Anesth Analg. 1998 Aug;87(2):245-54. doi: 10.1097/00000539-199808000-00003.
We performed a financial analysis at a large university tertiary care hospital to determine the incremental cost of replacing its anesthesiology residents with alternative dependent providers (i.e., certified registered nurse anesthetists in the operating room, advanced practice nurses and physician assistants outside the operating room). The annual average net cost of an anesthesiology resident during a 3-yr residency is approximately $38,000, and residents performed an average of $89,000 of essential clinical work annually based on replacement costs. The incremental cost (replacement labor cost minus net resident cost) to replace all essential clinical duties performed by an anesthesiology resident at Duke University Medical Center and affiliated hospitals is approximately $153,000 throughout 3 yr of clinical anesthesiology training. If this approach were applied nationwide, incremental costs of substitution would range from $36,000,000 to $93,000,000 per year. We conclude that maintaining clinical service in the face of anesthesiology residency reductions can have a marked impact on the overall cost of providing anesthesiology services in teaching hospitals. Simply replacing residents with alternate nonphysician providers is a very expensive option.

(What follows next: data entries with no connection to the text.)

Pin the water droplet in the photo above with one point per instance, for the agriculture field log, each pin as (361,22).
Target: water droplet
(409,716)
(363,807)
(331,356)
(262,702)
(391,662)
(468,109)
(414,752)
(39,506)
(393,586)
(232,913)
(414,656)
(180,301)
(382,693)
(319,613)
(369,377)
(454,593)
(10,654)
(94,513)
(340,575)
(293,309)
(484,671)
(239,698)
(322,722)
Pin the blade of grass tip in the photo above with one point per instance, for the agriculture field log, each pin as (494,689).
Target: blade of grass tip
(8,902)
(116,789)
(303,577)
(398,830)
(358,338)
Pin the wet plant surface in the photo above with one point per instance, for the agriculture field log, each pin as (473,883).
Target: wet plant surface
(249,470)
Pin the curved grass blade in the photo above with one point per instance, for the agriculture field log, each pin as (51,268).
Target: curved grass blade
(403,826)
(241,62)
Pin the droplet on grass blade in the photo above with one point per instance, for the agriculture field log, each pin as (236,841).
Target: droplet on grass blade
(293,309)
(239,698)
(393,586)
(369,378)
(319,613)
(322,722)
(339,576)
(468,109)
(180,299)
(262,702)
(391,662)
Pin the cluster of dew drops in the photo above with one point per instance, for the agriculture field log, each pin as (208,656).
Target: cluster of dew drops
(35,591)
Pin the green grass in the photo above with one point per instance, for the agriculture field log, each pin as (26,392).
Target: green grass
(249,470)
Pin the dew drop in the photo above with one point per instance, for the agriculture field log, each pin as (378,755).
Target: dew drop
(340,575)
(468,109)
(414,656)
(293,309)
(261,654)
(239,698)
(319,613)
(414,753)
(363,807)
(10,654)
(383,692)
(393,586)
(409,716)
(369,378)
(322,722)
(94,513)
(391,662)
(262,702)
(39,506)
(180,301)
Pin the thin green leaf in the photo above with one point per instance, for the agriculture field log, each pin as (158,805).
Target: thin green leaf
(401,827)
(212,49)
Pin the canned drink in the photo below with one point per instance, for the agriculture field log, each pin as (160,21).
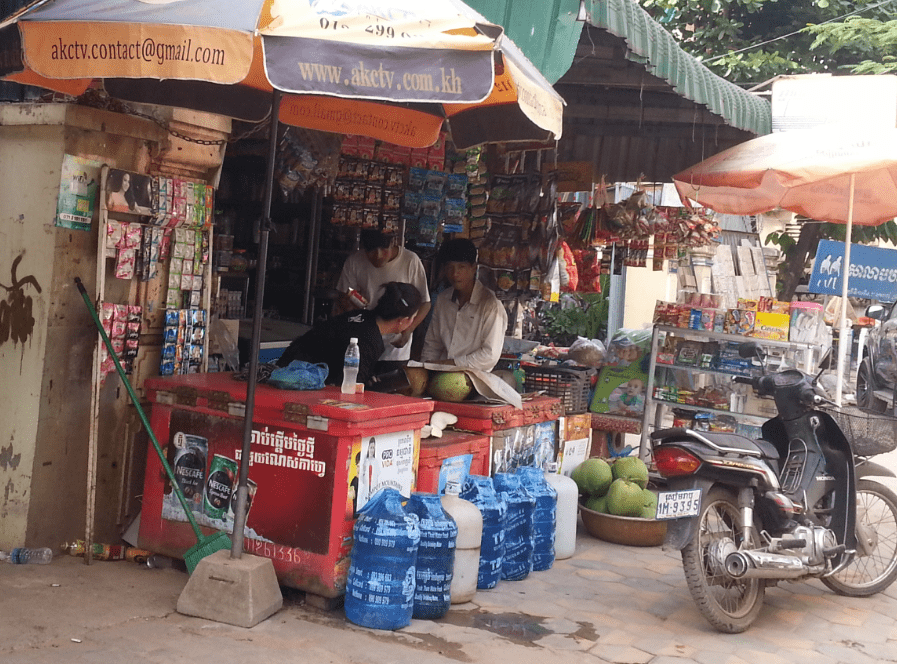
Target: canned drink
(135,555)
(222,474)
(98,551)
(357,298)
(190,465)
(251,488)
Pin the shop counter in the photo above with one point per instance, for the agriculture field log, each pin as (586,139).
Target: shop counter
(316,457)
(524,436)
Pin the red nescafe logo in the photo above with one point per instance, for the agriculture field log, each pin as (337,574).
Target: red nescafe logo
(218,488)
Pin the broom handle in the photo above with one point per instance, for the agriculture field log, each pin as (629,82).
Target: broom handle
(149,430)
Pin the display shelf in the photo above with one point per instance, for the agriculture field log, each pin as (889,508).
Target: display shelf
(716,411)
(800,355)
(702,370)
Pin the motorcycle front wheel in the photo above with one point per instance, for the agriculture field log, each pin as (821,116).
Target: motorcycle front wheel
(874,567)
(728,604)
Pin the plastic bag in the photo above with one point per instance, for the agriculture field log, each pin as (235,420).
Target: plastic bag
(226,342)
(299,375)
(587,352)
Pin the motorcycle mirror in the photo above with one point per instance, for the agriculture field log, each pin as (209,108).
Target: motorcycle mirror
(823,364)
(752,350)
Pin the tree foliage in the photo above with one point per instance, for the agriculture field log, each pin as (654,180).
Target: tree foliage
(876,38)
(751,41)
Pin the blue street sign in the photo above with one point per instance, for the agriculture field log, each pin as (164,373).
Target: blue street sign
(873,271)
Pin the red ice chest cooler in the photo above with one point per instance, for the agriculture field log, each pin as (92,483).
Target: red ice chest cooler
(433,451)
(489,418)
(304,483)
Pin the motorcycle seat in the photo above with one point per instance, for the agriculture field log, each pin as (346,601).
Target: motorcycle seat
(730,441)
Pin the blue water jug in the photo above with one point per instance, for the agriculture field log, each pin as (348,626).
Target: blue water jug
(518,560)
(544,516)
(435,556)
(480,491)
(380,585)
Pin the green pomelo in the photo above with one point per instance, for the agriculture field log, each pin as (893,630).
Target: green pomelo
(631,468)
(597,504)
(649,504)
(593,476)
(625,498)
(450,386)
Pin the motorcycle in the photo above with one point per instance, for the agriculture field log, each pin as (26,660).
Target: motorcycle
(795,504)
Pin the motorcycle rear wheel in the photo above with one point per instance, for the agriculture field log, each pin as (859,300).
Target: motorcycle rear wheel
(877,516)
(729,605)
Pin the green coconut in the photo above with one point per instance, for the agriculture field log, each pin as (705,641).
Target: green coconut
(450,386)
(649,504)
(593,476)
(631,468)
(597,504)
(625,498)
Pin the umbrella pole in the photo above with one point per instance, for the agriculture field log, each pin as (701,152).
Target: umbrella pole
(842,323)
(240,508)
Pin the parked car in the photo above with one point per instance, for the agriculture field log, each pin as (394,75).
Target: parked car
(877,371)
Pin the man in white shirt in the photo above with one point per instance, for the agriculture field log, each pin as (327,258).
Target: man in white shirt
(379,261)
(469,323)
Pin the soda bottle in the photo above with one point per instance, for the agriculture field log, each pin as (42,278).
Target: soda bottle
(23,556)
(350,367)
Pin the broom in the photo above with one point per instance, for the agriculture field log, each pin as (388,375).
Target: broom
(206,545)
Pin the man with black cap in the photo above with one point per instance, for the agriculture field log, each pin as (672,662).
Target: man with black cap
(469,323)
(380,261)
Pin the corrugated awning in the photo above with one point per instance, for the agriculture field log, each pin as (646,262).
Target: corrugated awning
(548,33)
(650,44)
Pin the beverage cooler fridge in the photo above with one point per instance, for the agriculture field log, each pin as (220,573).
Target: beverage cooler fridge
(316,458)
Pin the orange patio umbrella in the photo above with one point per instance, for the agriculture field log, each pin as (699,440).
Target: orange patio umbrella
(832,173)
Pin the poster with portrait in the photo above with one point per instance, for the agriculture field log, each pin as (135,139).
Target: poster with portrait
(78,187)
(384,460)
(129,192)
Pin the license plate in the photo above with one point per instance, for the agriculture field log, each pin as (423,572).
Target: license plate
(676,504)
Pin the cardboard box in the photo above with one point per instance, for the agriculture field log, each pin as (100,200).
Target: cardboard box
(574,441)
(772,326)
(740,321)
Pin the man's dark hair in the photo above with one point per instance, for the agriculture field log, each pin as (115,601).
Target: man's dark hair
(460,250)
(398,301)
(374,238)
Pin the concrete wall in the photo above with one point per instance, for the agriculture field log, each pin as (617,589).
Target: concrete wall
(45,394)
(28,160)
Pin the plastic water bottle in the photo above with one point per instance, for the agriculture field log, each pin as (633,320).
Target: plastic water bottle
(567,512)
(22,556)
(480,491)
(467,547)
(380,585)
(435,556)
(544,516)
(350,367)
(518,560)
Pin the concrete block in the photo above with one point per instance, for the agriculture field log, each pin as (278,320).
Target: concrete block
(241,592)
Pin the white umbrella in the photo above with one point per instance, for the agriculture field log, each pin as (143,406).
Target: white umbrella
(830,173)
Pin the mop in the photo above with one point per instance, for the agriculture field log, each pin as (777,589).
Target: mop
(206,544)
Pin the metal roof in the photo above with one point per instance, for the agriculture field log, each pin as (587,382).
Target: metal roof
(651,45)
(637,104)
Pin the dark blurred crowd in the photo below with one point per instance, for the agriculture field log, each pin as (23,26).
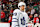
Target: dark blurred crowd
(7,7)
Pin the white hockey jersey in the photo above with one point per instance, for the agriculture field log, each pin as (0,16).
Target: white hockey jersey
(19,18)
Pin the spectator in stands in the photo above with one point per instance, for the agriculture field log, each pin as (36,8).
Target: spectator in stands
(35,4)
(10,19)
(32,11)
(11,11)
(39,18)
(6,15)
(2,16)
(31,17)
(36,19)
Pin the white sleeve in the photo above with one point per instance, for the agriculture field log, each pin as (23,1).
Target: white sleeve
(15,19)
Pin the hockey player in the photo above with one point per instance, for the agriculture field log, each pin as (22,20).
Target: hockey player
(20,17)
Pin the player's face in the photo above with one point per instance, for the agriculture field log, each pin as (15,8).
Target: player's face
(22,7)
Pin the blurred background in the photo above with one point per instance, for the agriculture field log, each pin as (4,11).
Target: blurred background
(8,6)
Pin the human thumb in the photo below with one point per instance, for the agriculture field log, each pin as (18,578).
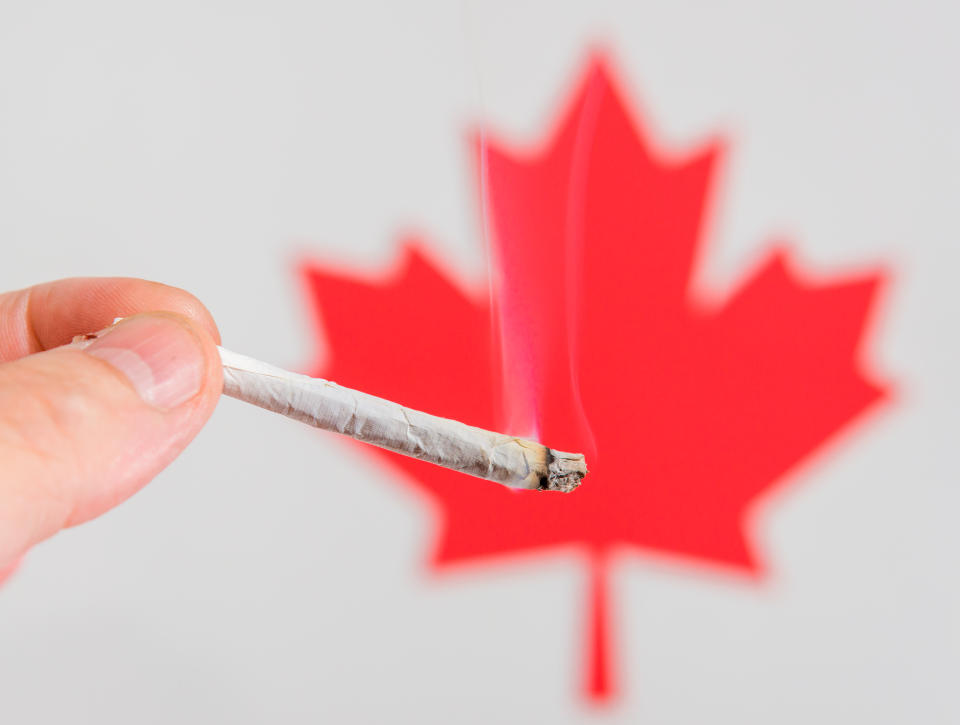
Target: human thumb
(84,426)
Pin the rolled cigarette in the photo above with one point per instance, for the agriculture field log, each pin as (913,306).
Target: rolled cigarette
(514,462)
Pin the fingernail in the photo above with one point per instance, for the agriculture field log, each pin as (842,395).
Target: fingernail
(163,360)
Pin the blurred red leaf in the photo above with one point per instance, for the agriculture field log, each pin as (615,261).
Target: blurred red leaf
(688,412)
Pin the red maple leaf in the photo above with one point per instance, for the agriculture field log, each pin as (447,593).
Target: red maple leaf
(687,411)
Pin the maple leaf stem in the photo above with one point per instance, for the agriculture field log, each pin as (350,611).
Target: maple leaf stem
(599,684)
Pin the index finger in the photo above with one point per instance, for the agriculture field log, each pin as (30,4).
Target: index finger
(48,315)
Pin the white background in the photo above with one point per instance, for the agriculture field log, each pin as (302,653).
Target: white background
(275,575)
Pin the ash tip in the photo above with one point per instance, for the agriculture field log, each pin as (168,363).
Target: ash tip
(565,471)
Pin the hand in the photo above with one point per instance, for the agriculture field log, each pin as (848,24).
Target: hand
(82,430)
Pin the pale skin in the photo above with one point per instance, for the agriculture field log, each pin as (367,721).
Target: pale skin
(83,430)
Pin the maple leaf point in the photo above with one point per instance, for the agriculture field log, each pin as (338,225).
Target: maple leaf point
(688,412)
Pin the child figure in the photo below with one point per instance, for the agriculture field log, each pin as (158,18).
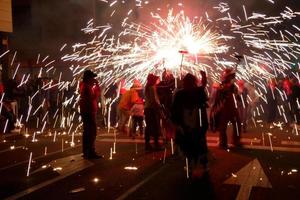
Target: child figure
(137,117)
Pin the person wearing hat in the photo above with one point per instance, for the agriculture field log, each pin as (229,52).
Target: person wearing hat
(225,109)
(152,113)
(89,97)
(128,99)
(190,118)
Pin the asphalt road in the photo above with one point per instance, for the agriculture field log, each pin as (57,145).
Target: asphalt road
(267,168)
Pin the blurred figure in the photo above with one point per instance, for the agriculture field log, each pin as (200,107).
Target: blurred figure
(152,112)
(272,101)
(190,117)
(225,109)
(137,118)
(242,104)
(292,90)
(165,91)
(128,99)
(214,88)
(89,97)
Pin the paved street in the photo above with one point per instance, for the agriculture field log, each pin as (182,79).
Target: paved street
(261,170)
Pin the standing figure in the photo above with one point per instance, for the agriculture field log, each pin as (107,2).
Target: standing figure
(242,104)
(190,118)
(152,112)
(137,116)
(225,109)
(89,97)
(165,91)
(272,102)
(128,99)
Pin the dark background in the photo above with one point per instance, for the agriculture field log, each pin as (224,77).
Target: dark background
(44,26)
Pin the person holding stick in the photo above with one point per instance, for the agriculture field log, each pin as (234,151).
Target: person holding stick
(190,118)
(89,97)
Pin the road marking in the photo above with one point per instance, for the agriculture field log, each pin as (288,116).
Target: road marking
(252,175)
(69,165)
(140,184)
(211,144)
(38,157)
(285,149)
(6,150)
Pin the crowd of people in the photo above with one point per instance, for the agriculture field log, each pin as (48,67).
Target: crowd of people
(185,113)
(179,108)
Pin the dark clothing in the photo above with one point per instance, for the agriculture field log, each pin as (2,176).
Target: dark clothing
(242,104)
(152,119)
(165,93)
(89,134)
(224,111)
(137,121)
(89,96)
(294,99)
(152,116)
(272,98)
(190,117)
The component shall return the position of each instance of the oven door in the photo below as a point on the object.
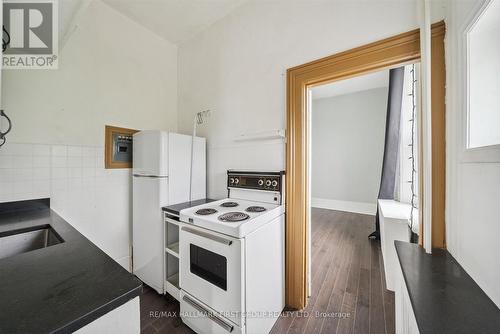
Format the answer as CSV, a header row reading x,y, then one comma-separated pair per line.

We sought to calculate the financial burden resulting from a decreased number of anesthesiology residents. Replacing each resident's essential clinical work with similarly skilled healthcare providers would cost hospitals approximately $153,000 over the course of a 3-yr residency. Varying projections yield future nationwide costs of $36,000,000 to $93,000,000 per year. Simply replacing residents with alternate nonphysician providers is a very expensive option.